Появились и эвакуированные, правда, немного. Один пожилой мужчина из Украины стоял у нас на квартире, его после поставили бригадиром в колхозе. Второй эвакуированный, также украинец, даже женился. У той женщины с первым мужем, погибшим на фронте, детей не было, а с эвакуированным появились. Он хорошо ремонтировал женщинам посуду, прекрасно запаивал дырки. Где-то в районе доставал кислоту, добрый специалист. Потом они уехали в родные места. Но в то время освобожденные районы еще часто бомбили, они списывались с местными властями, и несколько раз возвращались.

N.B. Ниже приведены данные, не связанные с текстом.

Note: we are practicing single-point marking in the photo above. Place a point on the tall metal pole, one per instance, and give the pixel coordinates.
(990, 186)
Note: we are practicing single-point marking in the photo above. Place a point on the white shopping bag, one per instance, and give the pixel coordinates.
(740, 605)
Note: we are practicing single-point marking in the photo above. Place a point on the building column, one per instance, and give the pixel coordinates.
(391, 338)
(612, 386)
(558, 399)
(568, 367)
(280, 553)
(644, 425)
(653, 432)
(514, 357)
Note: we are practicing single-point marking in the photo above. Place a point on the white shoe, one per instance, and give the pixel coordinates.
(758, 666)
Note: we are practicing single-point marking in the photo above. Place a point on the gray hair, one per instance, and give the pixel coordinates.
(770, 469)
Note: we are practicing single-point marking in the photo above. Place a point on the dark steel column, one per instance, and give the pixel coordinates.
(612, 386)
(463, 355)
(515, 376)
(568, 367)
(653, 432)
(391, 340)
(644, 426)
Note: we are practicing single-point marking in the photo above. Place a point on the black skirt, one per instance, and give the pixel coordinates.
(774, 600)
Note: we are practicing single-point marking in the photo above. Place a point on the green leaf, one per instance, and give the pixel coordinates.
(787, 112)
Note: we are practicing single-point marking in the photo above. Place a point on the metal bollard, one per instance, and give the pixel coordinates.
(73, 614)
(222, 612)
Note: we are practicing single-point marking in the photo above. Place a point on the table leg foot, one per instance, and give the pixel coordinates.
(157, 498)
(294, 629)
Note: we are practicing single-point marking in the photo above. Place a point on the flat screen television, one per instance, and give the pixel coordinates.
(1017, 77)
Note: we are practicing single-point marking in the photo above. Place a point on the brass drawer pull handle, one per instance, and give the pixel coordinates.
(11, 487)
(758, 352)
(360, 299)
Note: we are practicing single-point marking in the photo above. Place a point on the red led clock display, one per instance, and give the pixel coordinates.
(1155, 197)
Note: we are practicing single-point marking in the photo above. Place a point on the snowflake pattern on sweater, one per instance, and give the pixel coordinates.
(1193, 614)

Кстати, на почтах ввели жесткий контроль, каждое письмо проверяли, особенно из армии. Бывало, в письмах отца так зачеркнут слова, что ничего не видно.
Чем я занимался? В 1942-1943-х годах ездил на станцию Чебеньки. Нагружаю зимой четыре-пять мешков на подводу или сани, сено под низ кладу, наверх ставлю мешки, потом сверху опять сено: для коней, чтобы хватило на дорогу и туда, и обратно. Возил зерно, пшеницу в основном, чтобы рассчитаться с государством.
Зимой 1943 года вызывали на допризывную подготовку. В районе стояла школа, откуда учителей забрали в армию. И в этой пустой школе мы занимались подготовкой: изучали разборку и сборку длинных винтовок «трехлинеек». Автоматов тогда и в глаза не видели. Руководил занятиями военком, мужчина средних лет. Грамотный военный, много времени уделял спорту, организовывал лыжные гонки на расстоянии, внимательно смотрел, кто вперед вырывался. Лыжи какие? Каждый сам себе мастерил из досок. Ноги к ним привязывали веревками. Когда сырой снег, он обязательно набьется под валенки. Занимались почти целый день. И так некоторое время готовились к армии. Кормились как получалось, кто-то, как я, на квартире стоял, ведь до дому далеко идти.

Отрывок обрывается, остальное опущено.